高経年マンションと居住者の高齢化

 皆様、明けましておめでとうございます。令和5年元旦
 昨年はこのホームページを通し多くの方からお問合せ、また各専門分野の方々からご助言や情報の提供をいただき誠にありがとうございました。

 マンションの高経年化と、そこに住まう人々の高齢化については、もうすでに大きなテーマになっていますね。

 世間では、上級国民と揶揄される高齢ドライバーや、都合が悪くなると言った覚えはないという頑迷な名誉教授、イイネを言論統制する裁判官、補助金だけは受け取るワクチン反対の老医院長、そんな元気すぎる高齢者が目立ちましたね。マンション管理組合でもその縮図が見られます。

歌川広重「隷書東海道」の大津 何が起きたのか、わめいているおじさんを周りからなだめられている様子を、荷牛車の前から眺めている男は相方でしょうか?ストーリーがありそうですね。
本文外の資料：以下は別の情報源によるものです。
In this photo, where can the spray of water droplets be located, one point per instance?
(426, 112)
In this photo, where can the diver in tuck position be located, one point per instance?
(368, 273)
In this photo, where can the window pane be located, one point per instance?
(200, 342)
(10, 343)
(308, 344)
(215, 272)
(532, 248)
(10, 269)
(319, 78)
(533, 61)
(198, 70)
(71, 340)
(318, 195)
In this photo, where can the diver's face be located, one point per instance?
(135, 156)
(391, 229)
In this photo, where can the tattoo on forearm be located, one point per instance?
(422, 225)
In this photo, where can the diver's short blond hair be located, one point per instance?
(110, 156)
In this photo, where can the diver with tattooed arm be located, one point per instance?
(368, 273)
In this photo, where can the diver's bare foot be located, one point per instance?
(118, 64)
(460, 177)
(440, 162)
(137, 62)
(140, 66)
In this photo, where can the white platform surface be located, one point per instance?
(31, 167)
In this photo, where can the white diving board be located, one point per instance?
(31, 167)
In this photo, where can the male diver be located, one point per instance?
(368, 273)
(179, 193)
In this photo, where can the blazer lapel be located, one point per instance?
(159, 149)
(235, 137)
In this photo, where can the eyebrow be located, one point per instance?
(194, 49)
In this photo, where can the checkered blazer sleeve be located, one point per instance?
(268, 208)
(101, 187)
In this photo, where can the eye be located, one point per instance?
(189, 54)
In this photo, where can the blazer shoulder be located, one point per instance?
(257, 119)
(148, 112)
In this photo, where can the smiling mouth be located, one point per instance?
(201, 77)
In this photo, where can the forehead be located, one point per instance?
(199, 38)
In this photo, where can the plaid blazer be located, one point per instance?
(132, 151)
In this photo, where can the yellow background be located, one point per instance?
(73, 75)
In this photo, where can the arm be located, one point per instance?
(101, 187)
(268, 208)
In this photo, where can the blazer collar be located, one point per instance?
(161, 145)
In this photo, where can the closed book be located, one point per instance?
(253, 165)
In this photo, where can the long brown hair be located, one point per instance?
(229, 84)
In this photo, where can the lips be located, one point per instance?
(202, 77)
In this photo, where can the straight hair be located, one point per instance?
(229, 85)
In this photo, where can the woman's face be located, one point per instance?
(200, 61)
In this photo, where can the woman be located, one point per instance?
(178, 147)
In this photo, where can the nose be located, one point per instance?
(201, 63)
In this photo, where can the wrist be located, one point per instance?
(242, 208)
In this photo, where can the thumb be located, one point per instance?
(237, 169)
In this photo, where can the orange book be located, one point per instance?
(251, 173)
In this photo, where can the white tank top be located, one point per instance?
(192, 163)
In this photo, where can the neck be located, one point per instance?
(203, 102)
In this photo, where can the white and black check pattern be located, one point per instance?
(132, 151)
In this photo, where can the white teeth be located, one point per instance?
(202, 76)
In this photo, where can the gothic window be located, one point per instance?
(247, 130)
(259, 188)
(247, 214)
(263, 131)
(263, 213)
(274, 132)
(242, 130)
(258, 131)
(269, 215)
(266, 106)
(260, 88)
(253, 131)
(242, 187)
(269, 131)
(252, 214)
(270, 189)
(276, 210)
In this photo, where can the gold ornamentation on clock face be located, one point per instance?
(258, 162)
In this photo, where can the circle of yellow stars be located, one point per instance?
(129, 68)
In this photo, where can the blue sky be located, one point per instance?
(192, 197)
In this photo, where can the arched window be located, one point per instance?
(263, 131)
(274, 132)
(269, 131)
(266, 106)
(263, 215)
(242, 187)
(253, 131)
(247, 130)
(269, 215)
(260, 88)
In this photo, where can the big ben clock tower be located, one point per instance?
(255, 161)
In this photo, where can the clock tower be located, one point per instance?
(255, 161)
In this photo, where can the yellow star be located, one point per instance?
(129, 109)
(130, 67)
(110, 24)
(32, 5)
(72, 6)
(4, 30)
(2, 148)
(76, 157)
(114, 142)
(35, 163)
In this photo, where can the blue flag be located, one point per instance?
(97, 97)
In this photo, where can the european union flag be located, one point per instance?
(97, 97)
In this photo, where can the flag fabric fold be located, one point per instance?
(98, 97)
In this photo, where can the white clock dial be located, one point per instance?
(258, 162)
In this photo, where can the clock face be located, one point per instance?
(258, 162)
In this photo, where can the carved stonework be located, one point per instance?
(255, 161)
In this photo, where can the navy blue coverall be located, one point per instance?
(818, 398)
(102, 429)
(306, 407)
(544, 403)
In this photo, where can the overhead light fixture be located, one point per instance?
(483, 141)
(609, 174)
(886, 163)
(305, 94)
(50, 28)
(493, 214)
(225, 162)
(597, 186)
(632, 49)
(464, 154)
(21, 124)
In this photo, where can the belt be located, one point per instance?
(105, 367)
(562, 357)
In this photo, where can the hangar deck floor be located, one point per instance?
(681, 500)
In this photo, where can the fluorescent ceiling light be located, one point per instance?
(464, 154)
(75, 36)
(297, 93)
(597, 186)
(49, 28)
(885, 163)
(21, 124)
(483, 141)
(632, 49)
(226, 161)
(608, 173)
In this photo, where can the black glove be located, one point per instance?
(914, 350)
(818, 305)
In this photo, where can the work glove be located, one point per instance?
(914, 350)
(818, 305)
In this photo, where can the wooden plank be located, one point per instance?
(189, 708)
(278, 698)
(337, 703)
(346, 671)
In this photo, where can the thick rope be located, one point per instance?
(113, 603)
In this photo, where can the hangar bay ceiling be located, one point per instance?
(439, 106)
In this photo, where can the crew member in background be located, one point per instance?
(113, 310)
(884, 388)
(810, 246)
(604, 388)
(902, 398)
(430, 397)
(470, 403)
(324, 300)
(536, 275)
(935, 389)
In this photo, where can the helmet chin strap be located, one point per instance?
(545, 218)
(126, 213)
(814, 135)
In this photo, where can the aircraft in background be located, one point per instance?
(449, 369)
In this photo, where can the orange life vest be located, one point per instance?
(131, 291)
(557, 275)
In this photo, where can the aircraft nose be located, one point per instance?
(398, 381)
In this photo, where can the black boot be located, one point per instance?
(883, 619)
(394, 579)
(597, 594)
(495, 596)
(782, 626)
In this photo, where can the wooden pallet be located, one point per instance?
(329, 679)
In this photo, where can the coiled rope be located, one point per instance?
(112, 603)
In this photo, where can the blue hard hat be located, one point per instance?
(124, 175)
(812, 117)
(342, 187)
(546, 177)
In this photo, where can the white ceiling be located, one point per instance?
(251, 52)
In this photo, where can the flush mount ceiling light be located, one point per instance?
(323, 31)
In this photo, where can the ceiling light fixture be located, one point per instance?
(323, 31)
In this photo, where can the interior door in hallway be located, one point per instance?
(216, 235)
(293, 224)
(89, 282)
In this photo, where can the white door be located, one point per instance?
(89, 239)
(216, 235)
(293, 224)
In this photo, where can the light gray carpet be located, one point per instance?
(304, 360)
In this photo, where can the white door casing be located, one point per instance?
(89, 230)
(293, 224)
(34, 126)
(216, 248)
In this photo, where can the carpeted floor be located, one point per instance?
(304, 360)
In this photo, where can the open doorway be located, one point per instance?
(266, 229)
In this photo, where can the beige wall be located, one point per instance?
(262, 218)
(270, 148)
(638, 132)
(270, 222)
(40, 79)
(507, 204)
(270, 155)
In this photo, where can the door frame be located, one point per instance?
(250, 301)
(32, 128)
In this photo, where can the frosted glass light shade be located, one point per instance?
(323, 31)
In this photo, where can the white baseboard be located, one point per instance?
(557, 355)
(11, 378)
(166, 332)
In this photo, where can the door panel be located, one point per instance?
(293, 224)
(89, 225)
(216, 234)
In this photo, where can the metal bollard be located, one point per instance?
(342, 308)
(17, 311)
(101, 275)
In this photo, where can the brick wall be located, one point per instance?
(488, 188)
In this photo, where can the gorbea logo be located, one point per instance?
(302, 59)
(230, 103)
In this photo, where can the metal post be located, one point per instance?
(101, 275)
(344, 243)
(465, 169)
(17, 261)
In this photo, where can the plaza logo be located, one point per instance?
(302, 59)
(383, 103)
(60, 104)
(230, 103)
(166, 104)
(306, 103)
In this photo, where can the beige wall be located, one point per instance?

 総会で決議された緊急性のある工事を、自分の知人の会社ならもっと安いと言ったきり自分では何も手配せず放置する長老の役員、他の役員は高齢者への遠慮があり、情報もない中ではコトが前へ進みません。

歌川広重「四日市」
遠近法でいうと左の菅笠を追っかける人と比べて、右の菰を被った人が巨人になってしまいますが、不自然に見えないのがさすがです。

 反対の例があります。総会決議を経ず、自分の知人の業者へ中規模工事を勝手に発注した声の大きなワンマン理事長、不正が明らかでも同じマンション内に居住する理事長を、手順を踏んで訴訟するには体力と時間と資金が必要です。無関心な組合員にも責任はあります。

 また若手の役員を部下のように扱う勘違い役員、嫌われますね。
 これでは他の役員のやる気が失せてしまいます。

歌川広重「行書版東海道」関 旅籠屋の店先
今着いて盥で脚を洗って機嫌がよさそうです。旅人の袖を引っ張ってるのはおばあさんのように見えますが、高齢の客引きでしょうか?ww

 あの役員がいるので参加しないと言う役員が出てくると理事会は成り立たなくなります。
 一般的に高齢の役員は議案と関係がない話が長く、自分の生活範囲外やAIやITに関係する設備導入は否定的な傾向があると感じます。

 建物・設備は、計画的な積立金があればなんとかなります。でも悪質コンサルタントに騙されないようにしましょう。
 マンションという居住形態では、高齢者の寝タバコや揚げ物調理など専有部分の火の扱いも全館へ影響が及ぶので心配です。またセールス訪問にほいほいオートロックを解除して中に入れてしまうことは、他の居住者全員に迷惑をかけることになります。
 高齢役員ばかりに組合運営を任せていると、たとえ経費は抑えられても、残念ながら時代遅れの落ちこぼれマンションとなりがちです。こうなってからでは資産価値の回復は困難になります。
 これまで高齢者が関わる悪い例ばかりを挙げましたが、役員は各世代の意見を取り入れて運営するのが理想的です。
 10年前の修繕計画などはすでに使えません。補修に追いかけられるのではなく、時代に合った機器、システムの導入、新しい仕上げ材料、工法の採用等を修繕計画に取り入れる見直しが必要です。

歌川広重「鞠子宿」
 鞠子名物といえば「とろろ汁」です。ポスターに描かれた二人が腰掛けて食べているのも鞠子のとろろ汁です。この頃も足を組んで食べる人がいたんですね。

 原宿の太田記念美術館で広重が描く昔のおじさんを集めた展示会が開催されます。「おじさん」だけでは集客が難しいと考えてしまいますが、広重の作品はどれも見ごたえあります。

 皆様、本年も時々ホームページを覗いていただきますようお願い致します。